Autre fait marquant, aucun des 15 partants n’a abandonné à cause du bateau ou de la dureté de la course elle-même. Les 4 abandons enregistrés s’expliquent autrement : 1 pour raison de santé, 3 parce que des concurrents australiens n’avaient plus les moyens financiers de repartir d’Australie. Là encore, le constat est fort. Cette course, exigeante et engagée, n’a pas cassé ses marins ni son concept. Au fil des mois, les concurrents ont aussi forgé un lien particulier. Tous décrivent aujourd’hui une sorte de famille née de cette aventure. La performance sportive reste centrale, bien sûr, mais elle semble presque indissociable de cette dimension collective, paradoxalement née d’une course en solitaire.

Un format déjà validé et une 2e édition lancée
Pour Don McIntyre, organisateur également de la Golden Globe Race et de l’Ocean Globe Race, cette arrivée des premiers bateaux à Antigua vaut validation définitive. Son intuition, mûrie pendant près de 40 ans, a trouvé sa preuve sur l’eau. Le principe d’un voilier monotype de 5,80 m, accessible grâce à des plans de construction à 350 euros, n’est plus une simple idée audacieuse : c’est un modèle qui fonctionne. Le succès dépasse même le cadre de cette édition inaugurale. Des constructeurs sont déjà actifs dans 37 pays et la 2e édition, prévue en 2029, compte déjà plus de 25 marins engagés. Pour une course que beaucoup regardaient avec scepticisme à ses débuts, le basculement est spectaculaire. Les 5 derniers concurrents doivent encore arriver dans les jours qui viennent, tandis que la remise des prix officielle est prévue le 20 mars 2026 à la National Sailing Academy, avec le soutien du Falmouth Ocean Club.

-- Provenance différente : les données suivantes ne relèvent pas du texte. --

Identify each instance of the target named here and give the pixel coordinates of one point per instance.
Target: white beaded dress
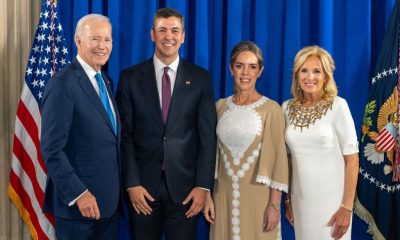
(317, 178)
(251, 159)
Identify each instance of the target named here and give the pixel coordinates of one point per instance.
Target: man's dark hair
(166, 13)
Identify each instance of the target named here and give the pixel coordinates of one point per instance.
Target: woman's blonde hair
(328, 66)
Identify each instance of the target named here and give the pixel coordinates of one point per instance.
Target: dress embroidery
(237, 128)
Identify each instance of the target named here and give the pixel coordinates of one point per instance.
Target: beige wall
(18, 21)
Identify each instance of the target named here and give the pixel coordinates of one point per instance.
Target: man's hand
(340, 222)
(209, 210)
(271, 219)
(87, 205)
(138, 197)
(198, 198)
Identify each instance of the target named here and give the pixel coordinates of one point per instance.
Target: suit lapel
(177, 94)
(148, 85)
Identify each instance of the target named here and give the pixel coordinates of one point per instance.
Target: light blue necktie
(104, 99)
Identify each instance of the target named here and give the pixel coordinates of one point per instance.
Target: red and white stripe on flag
(385, 141)
(28, 172)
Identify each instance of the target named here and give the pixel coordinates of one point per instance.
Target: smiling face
(168, 36)
(95, 43)
(312, 77)
(245, 71)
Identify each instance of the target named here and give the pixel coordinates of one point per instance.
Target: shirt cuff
(204, 189)
(73, 201)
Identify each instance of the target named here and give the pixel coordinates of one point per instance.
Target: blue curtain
(351, 31)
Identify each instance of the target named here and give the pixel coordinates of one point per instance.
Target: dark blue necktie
(166, 93)
(104, 99)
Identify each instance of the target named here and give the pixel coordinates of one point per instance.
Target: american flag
(28, 172)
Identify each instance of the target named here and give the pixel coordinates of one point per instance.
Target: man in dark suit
(168, 136)
(80, 140)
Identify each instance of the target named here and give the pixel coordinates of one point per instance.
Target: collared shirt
(159, 68)
(90, 72)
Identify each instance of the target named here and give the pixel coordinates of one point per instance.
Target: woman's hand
(340, 222)
(272, 216)
(209, 210)
(289, 212)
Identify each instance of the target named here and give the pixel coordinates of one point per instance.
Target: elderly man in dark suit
(80, 140)
(168, 135)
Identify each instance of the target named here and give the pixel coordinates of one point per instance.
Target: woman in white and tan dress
(252, 167)
(323, 146)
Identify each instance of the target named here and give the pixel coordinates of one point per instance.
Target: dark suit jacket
(78, 145)
(186, 143)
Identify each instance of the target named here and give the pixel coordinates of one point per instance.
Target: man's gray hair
(79, 30)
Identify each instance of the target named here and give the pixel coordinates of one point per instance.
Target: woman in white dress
(252, 168)
(322, 148)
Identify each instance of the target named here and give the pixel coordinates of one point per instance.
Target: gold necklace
(302, 117)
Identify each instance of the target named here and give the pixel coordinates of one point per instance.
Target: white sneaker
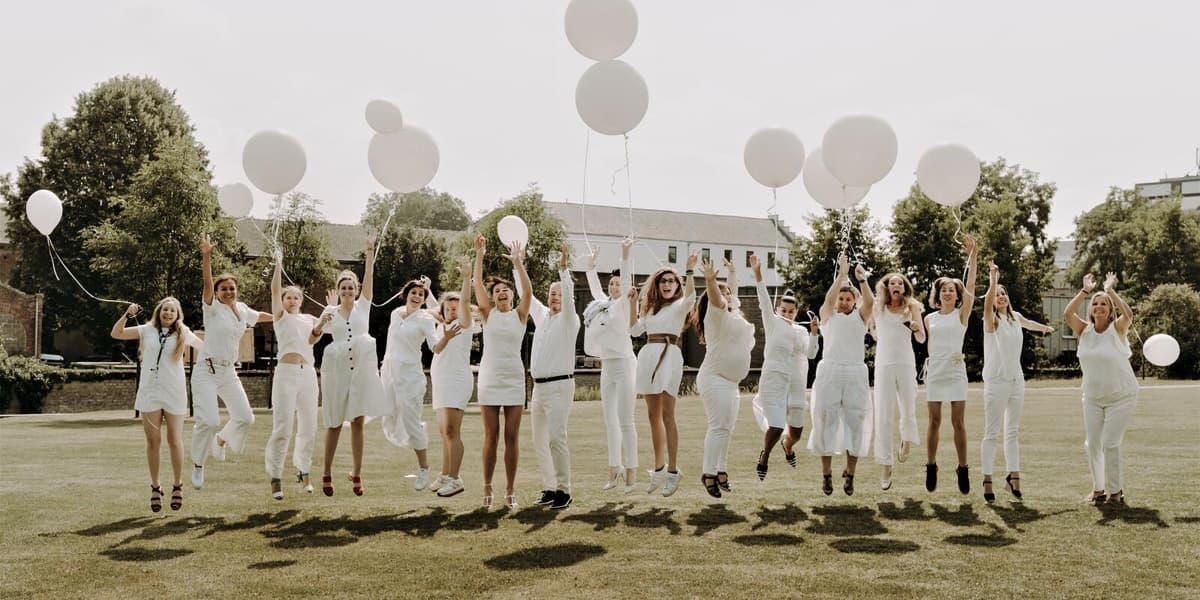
(423, 479)
(672, 483)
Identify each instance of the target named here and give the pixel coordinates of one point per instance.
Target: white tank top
(1104, 360)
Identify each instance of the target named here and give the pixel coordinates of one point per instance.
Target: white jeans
(721, 402)
(293, 393)
(1104, 421)
(207, 388)
(549, 409)
(1002, 400)
(895, 387)
(617, 402)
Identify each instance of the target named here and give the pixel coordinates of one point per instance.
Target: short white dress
(349, 369)
(946, 371)
(501, 371)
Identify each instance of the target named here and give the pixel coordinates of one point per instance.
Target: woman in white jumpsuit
(1110, 388)
(841, 401)
(162, 396)
(783, 384)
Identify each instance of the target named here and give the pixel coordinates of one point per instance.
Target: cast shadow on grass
(712, 517)
(846, 521)
(786, 515)
(545, 557)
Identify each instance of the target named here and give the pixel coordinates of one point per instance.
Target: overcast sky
(1090, 95)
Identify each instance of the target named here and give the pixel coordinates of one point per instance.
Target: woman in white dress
(294, 387)
(1003, 382)
(215, 375)
(946, 371)
(502, 382)
(453, 379)
(783, 384)
(351, 389)
(841, 400)
(162, 396)
(729, 339)
(1110, 388)
(661, 316)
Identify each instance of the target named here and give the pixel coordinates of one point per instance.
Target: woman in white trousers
(1003, 382)
(1110, 388)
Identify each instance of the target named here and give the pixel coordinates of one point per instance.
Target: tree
(89, 160)
(425, 208)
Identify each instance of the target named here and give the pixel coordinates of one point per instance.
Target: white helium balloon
(1161, 349)
(43, 210)
(948, 174)
(274, 161)
(825, 189)
(601, 29)
(235, 199)
(384, 117)
(859, 150)
(513, 228)
(774, 156)
(611, 97)
(405, 161)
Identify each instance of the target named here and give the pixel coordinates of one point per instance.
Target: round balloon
(384, 117)
(405, 161)
(43, 210)
(859, 150)
(948, 174)
(825, 189)
(235, 199)
(774, 156)
(513, 228)
(274, 161)
(1161, 349)
(601, 29)
(611, 97)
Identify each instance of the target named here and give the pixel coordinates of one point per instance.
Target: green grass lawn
(75, 520)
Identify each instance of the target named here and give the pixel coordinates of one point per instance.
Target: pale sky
(1090, 95)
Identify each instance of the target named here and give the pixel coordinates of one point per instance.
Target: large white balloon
(405, 161)
(611, 97)
(859, 149)
(1161, 349)
(513, 228)
(774, 156)
(601, 29)
(235, 199)
(826, 189)
(384, 117)
(948, 174)
(274, 161)
(43, 210)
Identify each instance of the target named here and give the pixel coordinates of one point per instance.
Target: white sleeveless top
(1104, 360)
(292, 335)
(845, 339)
(1002, 349)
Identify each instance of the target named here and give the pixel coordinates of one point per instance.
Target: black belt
(556, 378)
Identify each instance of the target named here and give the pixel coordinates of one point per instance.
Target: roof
(669, 225)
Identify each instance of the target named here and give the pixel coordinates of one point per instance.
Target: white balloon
(825, 189)
(948, 174)
(1161, 349)
(601, 29)
(43, 210)
(859, 150)
(274, 161)
(405, 161)
(384, 117)
(611, 97)
(513, 228)
(235, 199)
(774, 156)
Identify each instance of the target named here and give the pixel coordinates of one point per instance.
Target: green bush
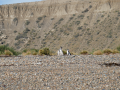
(30, 52)
(4, 47)
(118, 48)
(84, 52)
(98, 52)
(107, 51)
(115, 51)
(7, 52)
(64, 52)
(44, 51)
(39, 18)
(27, 22)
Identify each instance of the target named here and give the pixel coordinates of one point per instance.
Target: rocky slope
(73, 24)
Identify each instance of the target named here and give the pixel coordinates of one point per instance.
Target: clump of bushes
(44, 51)
(8, 53)
(84, 52)
(5, 50)
(98, 52)
(115, 51)
(107, 51)
(64, 52)
(30, 52)
(27, 22)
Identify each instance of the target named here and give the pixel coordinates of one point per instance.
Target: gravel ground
(84, 72)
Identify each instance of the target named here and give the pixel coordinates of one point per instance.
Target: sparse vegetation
(81, 16)
(84, 52)
(44, 51)
(64, 52)
(77, 22)
(118, 48)
(115, 51)
(30, 52)
(98, 52)
(107, 51)
(71, 18)
(39, 18)
(52, 18)
(76, 35)
(5, 50)
(27, 22)
(15, 31)
(79, 28)
(8, 53)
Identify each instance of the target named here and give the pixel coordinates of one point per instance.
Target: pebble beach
(75, 72)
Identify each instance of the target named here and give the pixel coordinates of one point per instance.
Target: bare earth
(84, 72)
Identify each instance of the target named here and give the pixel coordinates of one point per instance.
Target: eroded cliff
(73, 24)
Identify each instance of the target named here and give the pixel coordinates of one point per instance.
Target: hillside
(73, 24)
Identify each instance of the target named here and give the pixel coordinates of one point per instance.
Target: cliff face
(71, 23)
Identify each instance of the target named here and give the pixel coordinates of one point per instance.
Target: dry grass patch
(8, 53)
(107, 51)
(115, 51)
(84, 52)
(98, 52)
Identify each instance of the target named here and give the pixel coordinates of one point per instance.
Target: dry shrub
(44, 51)
(40, 52)
(115, 51)
(84, 52)
(98, 52)
(107, 51)
(28, 52)
(7, 52)
(64, 52)
(34, 52)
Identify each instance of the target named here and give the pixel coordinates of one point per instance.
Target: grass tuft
(107, 51)
(98, 52)
(84, 52)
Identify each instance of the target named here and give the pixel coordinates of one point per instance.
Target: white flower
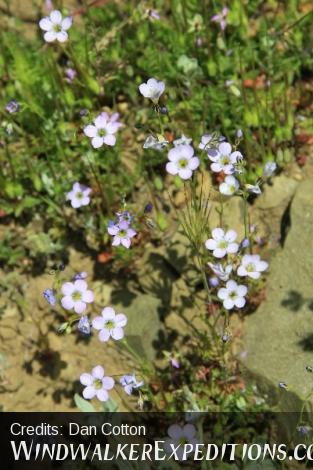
(79, 195)
(154, 143)
(253, 188)
(182, 141)
(252, 266)
(55, 26)
(110, 324)
(221, 272)
(180, 435)
(153, 89)
(182, 162)
(269, 169)
(103, 130)
(222, 243)
(233, 295)
(76, 295)
(96, 384)
(229, 186)
(225, 159)
(205, 142)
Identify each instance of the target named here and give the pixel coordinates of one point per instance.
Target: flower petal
(218, 234)
(90, 131)
(67, 23)
(86, 379)
(98, 323)
(88, 296)
(89, 393)
(121, 319)
(104, 335)
(117, 333)
(62, 36)
(79, 307)
(108, 383)
(67, 302)
(68, 288)
(102, 395)
(45, 24)
(50, 36)
(56, 17)
(98, 372)
(175, 431)
(109, 139)
(97, 142)
(108, 313)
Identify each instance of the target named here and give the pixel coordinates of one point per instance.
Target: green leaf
(83, 404)
(110, 406)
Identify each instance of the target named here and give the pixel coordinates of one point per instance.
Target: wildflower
(233, 295)
(84, 325)
(122, 233)
(130, 383)
(110, 324)
(253, 188)
(252, 266)
(76, 296)
(81, 275)
(79, 195)
(174, 362)
(222, 243)
(208, 142)
(214, 281)
(180, 435)
(269, 169)
(182, 161)
(225, 337)
(148, 208)
(55, 26)
(125, 216)
(70, 74)
(49, 295)
(96, 384)
(153, 89)
(283, 385)
(103, 129)
(221, 272)
(12, 107)
(229, 186)
(154, 143)
(224, 159)
(245, 243)
(153, 14)
(182, 141)
(304, 429)
(221, 18)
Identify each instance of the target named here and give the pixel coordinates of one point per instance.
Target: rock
(278, 194)
(144, 327)
(279, 336)
(232, 215)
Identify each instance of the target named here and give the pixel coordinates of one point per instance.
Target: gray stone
(279, 336)
(144, 326)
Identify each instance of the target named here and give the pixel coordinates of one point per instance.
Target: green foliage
(240, 78)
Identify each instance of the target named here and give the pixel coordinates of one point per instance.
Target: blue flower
(129, 383)
(49, 295)
(84, 325)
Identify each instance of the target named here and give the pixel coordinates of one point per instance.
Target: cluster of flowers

Une page d’histoire de la course au large
La McIntyre Mini Globe Race 2025-2026 n’a pas seulement couronné un vainqueur. Elle a ouvert une voie. En prouvant qu’il est possible de boucler un tour du monde en solitaire sur des voiliers de 19 pieds, elle remet en lumière une idée parfois oubliée dans le nautisme moderne : l’aventure n’est pas une affaire de taille, mais de conviction, de préparation et de courage. Le classement provisoire des 6 premiers dit déjà beaucoup de cette réussite. Renaud Stitelmann s’impose devant l’Australien Dan Turner, 2e en 184 jours, 1 heure, 20 minutes et 42 secondes, puis le Britannique Keri Harris, 3e en 190 jours, 21 heures, 4 minutes et 45 secondes. Viennent ensuite l’Espagnole Pilar Pasanau, le Britannique Adam Waugh et l’Irlandais Jakub Ziemkiewicz.
Au-delà des temps et des positions, cette course laisse surtout une image forte : celle de très petits bateaux affrontant l’immensité du monde, et revenant au port avec quelque chose de plus grand encore que la performance sportive. Une légende nautique vient sans doute de naître.